26.08.2020 à 06:05

VaudIncivilités: ras-le-bol des habitants de Clarens

Les citoyens du plus grand village de la commune de Montreux dénoncent des incivilités et des nuisances sonores récurrentes résultant, selon eux, de l’inaction des autorités. La commune prône l’apaisement.

de
Abdoulaye Penda Ndiaye
Les conflits de voisinage et les troubles au sein de l’espace public sont en hausse un peu partout dans le canton depuis un semestre, selon la police vaudoise. A Montreux, par exemple, l’exaspération de la population monte.

Les conflits de voisinage et les troubles au sein de l’espace public sont en hausse un peu partout dans le canton depuis un semestre, selon la police vaudoise. A Montreux, par exemple, l’exaspération de la population monte.

DR

«Il y a le Montreux des riches et le Montreux des pauvres. Dans les quartiers de propriétaires, on peut dormir tranquillement, ils ont des pancartes d’interdiction des chiens dans leurs parcs, des dos d'âne sur leurs routes. Mais pour les quartiers de locataires, comme le mien, c’est le contraire. Il y a trop de bruits nocturnes et d’incivilités. Nos enfants partent à l’école en n’ayant pas suffisamment dormi. La police et les autorités communales ne bougent pas. Nous sommes fatigués.» Francesca*, enseignante d’une cinquantaine d’années, se dit «exaspérée» par la situation qui prévaut à Clarens.

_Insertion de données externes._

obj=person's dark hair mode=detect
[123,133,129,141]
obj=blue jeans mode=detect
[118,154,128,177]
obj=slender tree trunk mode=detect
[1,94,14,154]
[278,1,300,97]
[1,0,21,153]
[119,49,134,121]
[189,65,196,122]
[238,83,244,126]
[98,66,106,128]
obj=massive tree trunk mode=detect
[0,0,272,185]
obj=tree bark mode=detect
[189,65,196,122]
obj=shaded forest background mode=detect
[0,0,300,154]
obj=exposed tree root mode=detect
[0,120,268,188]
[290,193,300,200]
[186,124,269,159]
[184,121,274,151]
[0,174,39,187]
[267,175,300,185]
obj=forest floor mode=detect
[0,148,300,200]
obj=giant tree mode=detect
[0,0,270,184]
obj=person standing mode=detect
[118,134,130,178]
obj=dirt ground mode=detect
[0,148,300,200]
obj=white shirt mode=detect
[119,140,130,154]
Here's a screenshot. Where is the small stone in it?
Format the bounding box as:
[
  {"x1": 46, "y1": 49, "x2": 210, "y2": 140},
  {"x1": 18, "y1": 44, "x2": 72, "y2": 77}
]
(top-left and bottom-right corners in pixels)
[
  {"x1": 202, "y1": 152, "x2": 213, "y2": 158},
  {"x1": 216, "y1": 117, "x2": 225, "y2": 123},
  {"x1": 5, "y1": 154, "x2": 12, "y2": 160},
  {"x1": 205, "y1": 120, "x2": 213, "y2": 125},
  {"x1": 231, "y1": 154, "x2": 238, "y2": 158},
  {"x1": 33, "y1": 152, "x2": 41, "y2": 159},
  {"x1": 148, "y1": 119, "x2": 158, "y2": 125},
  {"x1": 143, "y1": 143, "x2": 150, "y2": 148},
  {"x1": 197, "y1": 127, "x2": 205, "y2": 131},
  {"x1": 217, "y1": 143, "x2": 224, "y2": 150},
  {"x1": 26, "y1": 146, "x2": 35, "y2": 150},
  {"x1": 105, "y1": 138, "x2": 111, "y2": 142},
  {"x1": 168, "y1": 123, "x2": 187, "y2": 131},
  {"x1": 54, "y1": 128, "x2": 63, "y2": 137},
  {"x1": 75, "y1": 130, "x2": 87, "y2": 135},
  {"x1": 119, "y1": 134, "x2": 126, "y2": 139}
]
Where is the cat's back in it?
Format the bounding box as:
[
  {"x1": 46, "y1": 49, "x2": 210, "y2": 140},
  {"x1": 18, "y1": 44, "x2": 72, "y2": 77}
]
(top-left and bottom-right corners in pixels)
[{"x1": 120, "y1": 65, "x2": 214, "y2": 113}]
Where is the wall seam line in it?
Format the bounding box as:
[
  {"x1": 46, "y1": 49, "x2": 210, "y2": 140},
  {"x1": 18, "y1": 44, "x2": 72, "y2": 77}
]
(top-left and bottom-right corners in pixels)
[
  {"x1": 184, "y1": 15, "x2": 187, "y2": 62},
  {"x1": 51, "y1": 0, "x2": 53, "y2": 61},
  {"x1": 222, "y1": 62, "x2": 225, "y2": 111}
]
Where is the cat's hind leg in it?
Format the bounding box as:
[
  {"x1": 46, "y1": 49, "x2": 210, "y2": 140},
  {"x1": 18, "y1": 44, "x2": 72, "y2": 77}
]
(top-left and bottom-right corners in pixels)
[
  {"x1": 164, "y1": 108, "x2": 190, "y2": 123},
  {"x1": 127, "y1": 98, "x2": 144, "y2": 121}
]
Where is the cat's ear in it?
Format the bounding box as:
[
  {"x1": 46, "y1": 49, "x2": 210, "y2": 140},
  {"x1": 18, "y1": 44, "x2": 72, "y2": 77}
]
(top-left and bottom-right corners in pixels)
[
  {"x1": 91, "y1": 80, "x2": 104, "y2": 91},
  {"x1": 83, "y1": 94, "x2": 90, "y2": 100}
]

«On se sent effectivement abandonnés dans ce qui est devenu une grande cité-dortoir. Les jeunes sont paumés. Il n’y a ni douceur visuelle, ni esthétique, ni îlot de fraîcheur. Le coronavirus et l’absence de verdure sont certainement parmi les causes de l’augmentation des incivilités. Plusieurs études ont montré que les zones délaissées sont celles où il y a le plus d’insécurité», ajoute Christine*, autre habitante de Clarens. «La colère des habitants risque de se transformer en agressivité. Les autorités doivent intervenir», prévient de son côté Yasmina. Concierge depuis seize ans, Antonio* estime que la situation ne fait «que se détériorer davantage». Selon lui, dans l’immeuble dont il s’occupe, plusieurs locataires ont exprimé récemment «l’envie d’aller voir ailleurs».

L’Association des intérêts de Clarens soutient que «certaines incivilités, principalement au Pierrier et sur la Grand-Place, n’apaisent en rien la situation». Son président, Patrick Grognuz, affirme que sa structure reste «attentive aux revendications des habitants». Selon lui, consciente que des changements s’imposent, l’association compte modifier ses statuts. «Nous prônons une vision globale avec des référents par secteur d’habitation. Leur mission sera de remonter les attentes de leur quartier au comité», a-t-il poursuivi.

Un dispositif mis en place cet été

La situation n’est certes pas comparable à celle de Neuchâtel, où un groupe a fait appel à la justice populaire pour combattre la délinquance. Mais, conséquence de la détérioration du climat social, un collectif baptisé «Clarens ensemble» a vu le jour récemment. Et il a lancé un chapelet de doléances ayant eu un certain écho sur les réseaux sociaux ainsi qu’une pétition baptisée «Redonner sa place à la population».

Contactées par «20 minutes», les autorités communales admettent qu’il y a un réel problème. «Mais, depuis le début de l’été, nous avons mis en place tout un dispositif pour pacifier les choses. On fera le point en septembre. Mais avant cela, nous allons rencontrer, dès ce jeudi, l’Association des intérêts de Clarens», a réagi l’élu PLR montreusien Jean-Baptiste Piemontesi.